Bei den Briefen seines Vaters hatte Marius starker Nerven bedurft, wenn er sie las. Bei diesem Brief war eine Flasche Bier erforderlich, die er wie am Mittag den Espresso hinunterstürzte.

Als Marius nach Feierabend das Schreiben aus dem Briefkasten geholt hatte, glaubte er im Treppenhaus Blei in den Beinen zu fühlen und stieg mühsam Stufe für Stufe nach oben. Er legte den Brief im Wohnzimmer auf den Tisch, ging zum Kühlschrank, trank das Bier zwischen Küche und Flur, ließ dabei Öffner und Deckel achtlos auf den Teppich fallen, griff zum Öffner für Briefe und schlitzte den Umschlag auf.

Seine schlimmsten Befürchtungen sollten sich bewahrheiten. Die Mahnung der „Northern Millway Bank“ war höflich im Ton, aber unerbittlich, was die Fakten betraf. Sein Herz schlug in harten Schlägen, als er sie sah. Zahl an Zahl reihte sich aneinander, und sie wurden mit jeder Zeile größer. Zum Glück hatte er diese Schulden seinem Vater verschwiegen. Keine ruhige Minute hätte der im Krankenbett mehr gehabt.

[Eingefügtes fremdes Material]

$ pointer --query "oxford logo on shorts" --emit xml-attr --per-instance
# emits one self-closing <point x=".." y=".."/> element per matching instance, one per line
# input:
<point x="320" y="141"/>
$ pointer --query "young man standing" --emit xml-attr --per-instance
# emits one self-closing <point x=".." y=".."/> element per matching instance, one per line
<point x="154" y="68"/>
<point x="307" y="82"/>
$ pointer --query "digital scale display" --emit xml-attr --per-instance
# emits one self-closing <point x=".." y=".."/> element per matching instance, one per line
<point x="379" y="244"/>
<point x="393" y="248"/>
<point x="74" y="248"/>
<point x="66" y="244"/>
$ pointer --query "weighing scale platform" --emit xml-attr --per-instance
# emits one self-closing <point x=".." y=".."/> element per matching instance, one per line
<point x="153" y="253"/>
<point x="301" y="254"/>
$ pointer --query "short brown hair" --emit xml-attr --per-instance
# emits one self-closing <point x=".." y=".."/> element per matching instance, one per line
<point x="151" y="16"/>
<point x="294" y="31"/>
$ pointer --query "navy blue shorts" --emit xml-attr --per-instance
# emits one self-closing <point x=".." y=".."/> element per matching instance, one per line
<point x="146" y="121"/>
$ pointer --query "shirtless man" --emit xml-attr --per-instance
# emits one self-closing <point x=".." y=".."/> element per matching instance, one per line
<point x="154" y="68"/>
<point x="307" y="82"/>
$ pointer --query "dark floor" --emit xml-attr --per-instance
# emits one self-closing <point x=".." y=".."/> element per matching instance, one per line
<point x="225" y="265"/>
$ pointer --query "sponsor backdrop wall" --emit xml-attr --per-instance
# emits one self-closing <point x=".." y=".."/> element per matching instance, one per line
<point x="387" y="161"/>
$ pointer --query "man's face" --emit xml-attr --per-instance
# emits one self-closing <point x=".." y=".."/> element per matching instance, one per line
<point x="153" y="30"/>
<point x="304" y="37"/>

Marius war beklommen zumute, er fühlte Druck auf der Brust und ein Würgen im Hals. Auf dem Balkon hoffte er, Linderung zu finden. Als seine Mutter noch lebte, war der Balkon reich mit Blumen geschmückt gewesen. Mit ihrem Tod waren die Blumen verschwunden. Den Vater hatten sie zu sehr an seine Frau erinnert und traurig gestimmt.

Marius angelte mit dem rechten Bein nach einem Stuhl, zog ihn her und ließ sich fallen. Draußen war es warm, am Horizont sammelten sich ein paar Wolken, die Sonne schien Marius ins Gesicht. Er schloss die Augen und sah das Grauen vor sich. Der Bankrott in Australien drohte in die nächste Pleite in Deutschland zu münden, wenn Marius die Arbeit bei Herrn Weigelt verlor. Bereits in Sydney und Coldsville hatte er alles in den Sand gesetzt, was er jemals angepackt hatte. Vielleicht würde es ihm in Deutschland mit dem Anbau von Tomaten besser ergehen.

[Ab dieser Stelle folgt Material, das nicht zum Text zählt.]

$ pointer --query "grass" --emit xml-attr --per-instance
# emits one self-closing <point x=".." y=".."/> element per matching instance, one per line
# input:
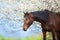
<point x="38" y="37"/>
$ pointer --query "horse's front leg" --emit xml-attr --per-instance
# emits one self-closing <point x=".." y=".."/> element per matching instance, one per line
<point x="44" y="35"/>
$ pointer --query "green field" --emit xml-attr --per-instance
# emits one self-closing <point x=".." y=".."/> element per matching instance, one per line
<point x="38" y="37"/>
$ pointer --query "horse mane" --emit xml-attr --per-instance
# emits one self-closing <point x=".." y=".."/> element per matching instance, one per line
<point x="42" y="15"/>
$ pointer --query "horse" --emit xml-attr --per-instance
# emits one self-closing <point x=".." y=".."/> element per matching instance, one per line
<point x="49" y="22"/>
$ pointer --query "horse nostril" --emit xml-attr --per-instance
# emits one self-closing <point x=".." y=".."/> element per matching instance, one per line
<point x="24" y="29"/>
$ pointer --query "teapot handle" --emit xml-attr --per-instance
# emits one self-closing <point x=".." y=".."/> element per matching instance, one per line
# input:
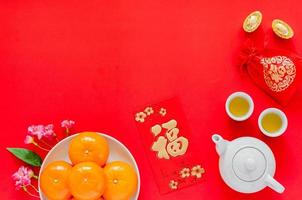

Die Hoffnung trog, entzog sich Marius jeder Illusion. Herr Weigelt war kein Mann, der Almosen gab. Marius versuchte, einen kühlen Kopf zu bewahren, obwohl ihm die Sonne auf den Schädel brannte. Der Enkel könnte der Schlüssel für die Lösung sein. Wenn er Boris bei Laune hielt, mochte sein Großvater über manchen Mangel seiner Arbeit hinwegsehen.

Und wenn nicht? Marius war es leid. Zu viele Sorgen hatten ihn in den letzten Jahren geplagt, nichts war ihm gelungen, das Pech schien ihm wie Teer an den Stiefeln zu kleben.

Marius ging in den Schatten der Wohnung zurück. An den Wänden hingen die Bilder und Zeichnungen seiner Mutter. Sie hatte ein Talent bewiesen, das auch außerhalb der Familie für Aufsehen gesorgt hatte. Vom Vater gab es nichts zu sehen, außer einigen Fotografien. Eine Aufnahme zeigte seine Eltern beim letzten gemeinsamen Urlaub in Italien. Das Bild hatte einen festen Platz über dem Sofa gefunden. Sein Vater hatte das Mittelmeer geliebt, weil dort die Tomaten von selbst wuchsen, die Mutter wegen des Lichts und der azurblauen See. Auch in Mannheim hatte sie viele Bilder gemalt. Seiner Mutter war es nicht schwer gefallen, geeignete Motive in der Stadt zu finden. Sie hatte den Auenwald am Ufer des Rheins und die Schiffe, die auf dem Fluss verkehrten, auf die Leinwand gebracht. Die vielen Störche mit ihren Jungen auf den Nestern im Luisenpark hatte sie ebenso gemalt, wie die prächtige Jesuitenkirche nahe des Schlosses. Verlor Marius die Wohnung, verloren die Bilder seiner Mutter ihren Platz.

 

Marius wollte seine Sorgen mit einem zweiten Bier betäuben, verwarf den Gedanken, hastete unruhig von Zimmer zu Zimmer, fand keine Ruhe und ging wieder auf den Balkon. Die Sonne war verschwunden, graue Wolken hatten sich in Windeseile ausgebreitet und den Himmel verdüstert. Ein böiger Wind kam auf und blies Marius ins Gesicht. Er begann zu frösteln und floh vom Balkon, um ins Warme zu kommen.